25 Julho 2021
Zot! é uma banda desenhada sobre super-heróis que, a certo ponto, desiste de falar sobre super-heróis e prefere focar-se nos dramas humanos de jovens de liceu, em finais dos anos 1980, que se encontram embrenhados nas suas lutas pessoais contra os monstros mundanos da vida, obviamente tão ou mais terríveis que os piores vilões das histórias. É uma inesperada e cativante reviravolta que, infelizmente, há que procurar nas produções independentes, pois escasseia nas DC e Marvel e outras que tais à nossa volta.No entanto, e para sermos justos, esta BD nunca chega a mergulhar profundamente naquele género capaz de despertar paixões de intensidade futebolística - o único verdadeiro super-herói é um adolescente de nome Zacarias, que não tem super-poderes mas umas magníficas botas que o fazem voar, e uma confiança própria da idade enquanto luta contra os maus, intensificada pela realidade alternativo em que nasceu: uma semi-utopia tecnológica povoada de vilões, que, embora extraordinários e assustadores, no final, acabam sempre derrotados. Depois, preso na nossa Terra, anseia por praticar o Bem, mas, vulnerável a agressões físicas e balas, rapidamente percebe as limitações da sua falta de extra-capacidades.

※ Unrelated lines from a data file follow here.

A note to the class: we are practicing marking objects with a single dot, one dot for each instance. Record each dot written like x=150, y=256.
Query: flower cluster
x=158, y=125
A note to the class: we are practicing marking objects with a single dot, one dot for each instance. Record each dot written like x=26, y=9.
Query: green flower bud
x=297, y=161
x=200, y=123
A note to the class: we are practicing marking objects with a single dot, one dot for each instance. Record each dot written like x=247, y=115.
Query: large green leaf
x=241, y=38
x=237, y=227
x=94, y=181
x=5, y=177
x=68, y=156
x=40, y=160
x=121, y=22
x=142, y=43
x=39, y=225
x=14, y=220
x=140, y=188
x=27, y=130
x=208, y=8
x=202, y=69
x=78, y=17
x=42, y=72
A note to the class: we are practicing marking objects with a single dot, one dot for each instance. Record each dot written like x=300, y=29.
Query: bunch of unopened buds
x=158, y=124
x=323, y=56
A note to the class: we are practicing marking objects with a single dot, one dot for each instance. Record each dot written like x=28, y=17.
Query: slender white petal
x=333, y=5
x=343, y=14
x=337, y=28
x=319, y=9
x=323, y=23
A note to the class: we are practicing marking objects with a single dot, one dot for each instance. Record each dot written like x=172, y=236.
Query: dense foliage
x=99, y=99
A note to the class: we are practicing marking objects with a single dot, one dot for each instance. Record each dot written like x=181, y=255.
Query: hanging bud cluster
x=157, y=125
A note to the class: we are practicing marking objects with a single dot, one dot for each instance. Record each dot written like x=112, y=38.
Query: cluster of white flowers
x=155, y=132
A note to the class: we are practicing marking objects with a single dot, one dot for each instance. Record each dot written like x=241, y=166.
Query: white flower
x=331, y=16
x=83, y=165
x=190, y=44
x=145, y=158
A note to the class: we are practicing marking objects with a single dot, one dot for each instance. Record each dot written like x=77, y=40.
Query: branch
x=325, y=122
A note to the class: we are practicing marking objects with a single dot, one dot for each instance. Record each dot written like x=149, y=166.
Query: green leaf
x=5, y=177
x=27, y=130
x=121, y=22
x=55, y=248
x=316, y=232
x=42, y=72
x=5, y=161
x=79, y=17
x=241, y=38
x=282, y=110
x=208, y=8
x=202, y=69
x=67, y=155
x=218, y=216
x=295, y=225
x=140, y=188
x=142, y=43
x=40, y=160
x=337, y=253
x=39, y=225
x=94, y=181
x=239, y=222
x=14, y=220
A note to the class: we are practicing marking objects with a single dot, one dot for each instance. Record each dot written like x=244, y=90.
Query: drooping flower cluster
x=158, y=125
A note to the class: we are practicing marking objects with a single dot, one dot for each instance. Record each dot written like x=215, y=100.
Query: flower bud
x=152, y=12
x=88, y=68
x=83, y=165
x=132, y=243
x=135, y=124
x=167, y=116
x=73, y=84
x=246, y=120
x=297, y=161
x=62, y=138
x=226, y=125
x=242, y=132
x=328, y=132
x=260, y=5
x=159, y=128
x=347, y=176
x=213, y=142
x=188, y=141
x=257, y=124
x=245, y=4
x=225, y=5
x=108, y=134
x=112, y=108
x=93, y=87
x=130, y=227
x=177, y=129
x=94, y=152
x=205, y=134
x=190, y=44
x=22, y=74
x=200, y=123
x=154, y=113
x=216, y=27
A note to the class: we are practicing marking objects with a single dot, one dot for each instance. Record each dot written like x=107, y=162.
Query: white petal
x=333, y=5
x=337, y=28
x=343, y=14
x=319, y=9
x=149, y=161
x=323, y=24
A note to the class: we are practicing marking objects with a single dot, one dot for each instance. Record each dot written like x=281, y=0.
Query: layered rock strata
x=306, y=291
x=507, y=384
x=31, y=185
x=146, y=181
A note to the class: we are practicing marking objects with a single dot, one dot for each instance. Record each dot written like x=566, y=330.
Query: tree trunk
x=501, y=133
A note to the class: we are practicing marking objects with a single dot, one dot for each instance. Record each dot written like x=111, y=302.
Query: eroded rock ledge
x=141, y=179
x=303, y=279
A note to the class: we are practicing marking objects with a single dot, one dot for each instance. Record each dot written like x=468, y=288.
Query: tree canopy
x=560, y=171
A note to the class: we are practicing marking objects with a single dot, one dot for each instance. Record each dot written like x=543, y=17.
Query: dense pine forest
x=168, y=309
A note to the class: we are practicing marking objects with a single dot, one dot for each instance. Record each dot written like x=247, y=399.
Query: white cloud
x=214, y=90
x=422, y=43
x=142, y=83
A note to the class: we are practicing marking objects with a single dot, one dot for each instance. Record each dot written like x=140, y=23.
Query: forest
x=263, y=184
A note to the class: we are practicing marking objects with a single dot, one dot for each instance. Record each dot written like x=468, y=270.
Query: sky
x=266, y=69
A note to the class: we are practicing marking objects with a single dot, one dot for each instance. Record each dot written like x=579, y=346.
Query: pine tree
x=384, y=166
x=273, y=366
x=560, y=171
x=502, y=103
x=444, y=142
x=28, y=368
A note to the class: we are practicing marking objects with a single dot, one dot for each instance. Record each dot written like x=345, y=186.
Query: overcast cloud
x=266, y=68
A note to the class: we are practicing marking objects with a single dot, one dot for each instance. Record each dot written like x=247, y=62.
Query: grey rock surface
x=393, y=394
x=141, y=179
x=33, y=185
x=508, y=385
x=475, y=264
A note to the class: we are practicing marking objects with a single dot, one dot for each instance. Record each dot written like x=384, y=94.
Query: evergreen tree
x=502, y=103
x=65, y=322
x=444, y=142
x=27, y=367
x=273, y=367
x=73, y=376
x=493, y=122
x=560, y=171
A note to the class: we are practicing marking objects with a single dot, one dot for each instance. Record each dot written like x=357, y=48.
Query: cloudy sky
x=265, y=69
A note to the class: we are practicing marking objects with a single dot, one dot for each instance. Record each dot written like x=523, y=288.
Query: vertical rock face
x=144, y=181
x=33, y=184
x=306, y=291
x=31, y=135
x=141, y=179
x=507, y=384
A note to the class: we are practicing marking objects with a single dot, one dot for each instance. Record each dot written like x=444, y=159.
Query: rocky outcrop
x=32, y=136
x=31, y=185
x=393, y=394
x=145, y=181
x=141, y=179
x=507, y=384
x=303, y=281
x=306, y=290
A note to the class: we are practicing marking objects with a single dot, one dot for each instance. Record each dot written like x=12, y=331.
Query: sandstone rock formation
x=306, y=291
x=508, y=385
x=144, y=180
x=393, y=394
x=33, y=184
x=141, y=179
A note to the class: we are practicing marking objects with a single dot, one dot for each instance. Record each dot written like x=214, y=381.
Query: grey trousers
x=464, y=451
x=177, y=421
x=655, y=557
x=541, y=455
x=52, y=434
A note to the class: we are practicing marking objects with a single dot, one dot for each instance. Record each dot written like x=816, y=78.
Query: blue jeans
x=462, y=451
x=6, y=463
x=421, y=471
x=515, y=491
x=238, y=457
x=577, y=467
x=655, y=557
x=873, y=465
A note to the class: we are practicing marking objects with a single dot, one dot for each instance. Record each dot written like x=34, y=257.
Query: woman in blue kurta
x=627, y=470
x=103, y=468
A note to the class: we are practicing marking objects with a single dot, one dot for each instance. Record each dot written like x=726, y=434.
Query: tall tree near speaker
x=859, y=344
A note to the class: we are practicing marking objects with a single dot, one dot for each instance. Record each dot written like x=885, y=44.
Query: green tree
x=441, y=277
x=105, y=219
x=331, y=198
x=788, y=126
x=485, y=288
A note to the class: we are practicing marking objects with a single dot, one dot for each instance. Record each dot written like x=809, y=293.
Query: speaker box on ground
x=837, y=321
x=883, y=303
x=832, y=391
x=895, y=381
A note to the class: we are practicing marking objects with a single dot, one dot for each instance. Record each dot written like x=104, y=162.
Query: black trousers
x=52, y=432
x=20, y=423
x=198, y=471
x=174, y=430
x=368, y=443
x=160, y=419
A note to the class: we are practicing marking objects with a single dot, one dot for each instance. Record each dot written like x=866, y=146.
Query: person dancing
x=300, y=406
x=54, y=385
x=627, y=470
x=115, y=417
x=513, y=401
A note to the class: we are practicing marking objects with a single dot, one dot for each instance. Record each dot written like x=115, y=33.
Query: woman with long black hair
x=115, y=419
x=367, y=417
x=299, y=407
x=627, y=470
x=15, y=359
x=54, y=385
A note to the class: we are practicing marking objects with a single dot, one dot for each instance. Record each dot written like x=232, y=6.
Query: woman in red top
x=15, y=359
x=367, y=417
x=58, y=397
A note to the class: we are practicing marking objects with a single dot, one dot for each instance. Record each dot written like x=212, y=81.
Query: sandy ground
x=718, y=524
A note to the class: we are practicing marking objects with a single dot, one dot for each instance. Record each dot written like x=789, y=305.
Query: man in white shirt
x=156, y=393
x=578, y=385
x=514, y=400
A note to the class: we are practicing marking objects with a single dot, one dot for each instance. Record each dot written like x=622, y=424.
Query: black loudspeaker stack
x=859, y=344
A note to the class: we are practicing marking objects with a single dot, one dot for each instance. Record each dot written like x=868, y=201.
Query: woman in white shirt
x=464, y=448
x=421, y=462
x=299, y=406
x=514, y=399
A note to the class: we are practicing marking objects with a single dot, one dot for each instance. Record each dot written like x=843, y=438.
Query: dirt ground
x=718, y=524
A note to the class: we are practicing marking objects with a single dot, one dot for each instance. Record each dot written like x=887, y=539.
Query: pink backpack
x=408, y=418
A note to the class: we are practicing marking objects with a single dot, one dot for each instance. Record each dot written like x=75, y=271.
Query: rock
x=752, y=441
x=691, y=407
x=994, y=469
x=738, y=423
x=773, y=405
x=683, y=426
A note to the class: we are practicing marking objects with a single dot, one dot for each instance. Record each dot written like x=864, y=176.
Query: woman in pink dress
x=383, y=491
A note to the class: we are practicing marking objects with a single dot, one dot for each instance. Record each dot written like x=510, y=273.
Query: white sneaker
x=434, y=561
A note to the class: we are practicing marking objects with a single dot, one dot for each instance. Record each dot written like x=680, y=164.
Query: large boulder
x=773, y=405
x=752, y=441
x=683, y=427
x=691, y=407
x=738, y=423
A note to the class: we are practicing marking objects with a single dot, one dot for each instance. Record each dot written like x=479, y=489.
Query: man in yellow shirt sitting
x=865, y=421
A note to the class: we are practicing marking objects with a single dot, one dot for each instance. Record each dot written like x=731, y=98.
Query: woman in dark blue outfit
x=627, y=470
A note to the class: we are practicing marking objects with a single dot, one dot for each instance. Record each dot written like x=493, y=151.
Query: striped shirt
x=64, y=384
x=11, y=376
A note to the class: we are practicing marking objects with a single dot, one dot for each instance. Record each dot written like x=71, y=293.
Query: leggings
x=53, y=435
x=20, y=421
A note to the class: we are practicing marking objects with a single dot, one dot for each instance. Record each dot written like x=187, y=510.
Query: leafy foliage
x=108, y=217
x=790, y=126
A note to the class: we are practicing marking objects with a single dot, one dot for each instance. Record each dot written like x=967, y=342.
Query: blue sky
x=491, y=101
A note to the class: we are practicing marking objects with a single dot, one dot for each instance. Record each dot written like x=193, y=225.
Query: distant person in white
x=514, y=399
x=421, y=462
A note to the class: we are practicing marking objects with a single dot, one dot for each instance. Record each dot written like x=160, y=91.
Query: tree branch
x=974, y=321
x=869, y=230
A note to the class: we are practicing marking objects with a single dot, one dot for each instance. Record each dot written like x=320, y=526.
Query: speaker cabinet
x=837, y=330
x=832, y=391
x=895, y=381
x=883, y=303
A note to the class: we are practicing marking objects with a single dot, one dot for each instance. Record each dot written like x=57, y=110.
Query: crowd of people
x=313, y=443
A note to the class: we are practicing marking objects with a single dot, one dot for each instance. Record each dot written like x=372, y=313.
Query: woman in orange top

Mantendo os pés na Terra, McCloud apresenta-nos Jenny, uma adolescente do nosso mundo que sente uma paixão ambígua por este rapaz. Será o olhar dela, o que seguimos, serão as suas opiniões e sentimentos que discretamente dão cor às pranchas de um opressivo preto-e-branco. McCloud aproveita técnicas do mangá, então pouco divulgadadas no mercado norte-americano, e mistura-as com uma precisão de traço e enquadramento que não destoariam num manual de geometria. O compêndio publicado em 2006 reune as histórias das edições individuais entre 1987 e 1991, a partir do número 11, ignorando a fase inicial a cores, que por enquanto apenas se adquire nos alfarrabistas. É assim uma história que começa a meio, ainda que rapidamente se apanhe o fio à meada da narrativa, e que inicialmente brinca connosco e com a possibilidade de Zot não passar da fantasia de uma jovem desgostosa das imperfeições do mundo. É também durante este período que McCloud aproveita para subverter o seu próprio estilo, e dar-nos uma lição de como, recorrendo à expressividade visual do meio, a perspetiva do Outro (neste caso, do vilão) pode ser uma total deturpação da nossa experiência.
No final, são os capítulos que abordam os tais dramas humanos que conferem à obra uma incursão singular pelos problemas da adolescência e de como sobrevivermos e adaptarmo-nos aos desafios (muitos deles, injustos) lançados por este mundo - lidar com a sexualidade (a aceite e a socialmente não aceite), a identidade, a família disfuncional, a necessidade de pertencer. A segunda fase desta série é intensamente realista, ainda mais pautada por um traço rigoroso e sem devaneios oníricos - opção que, a meu ver, se torna por vezes sufocante e avassaladora, sem pausas para respirar. Teria sido interessante utilizar este realismo perfeito no mundo de sonho, e alguma indefinição nos traços naquele que é o nosso, de modo a aligeirar a mensagem. Por outro lado, há mensagens que não se prestam a ligeirezas... e McCloud mostra-se indubitavelmente forte nos momentos silenciosos, na sequência de vinhetas vazia de palavras mas que muito dizem.
Não existe edição portugusa, que eu saiba. Quem quiser, terá de encomendar uma das edições estrangeiras. Ou dirigir-se ao sítio Web do autor, que uma década e picos após o último número de Zot! desenhou mais um conjunto de episódios e colocou-os gratuitamente online.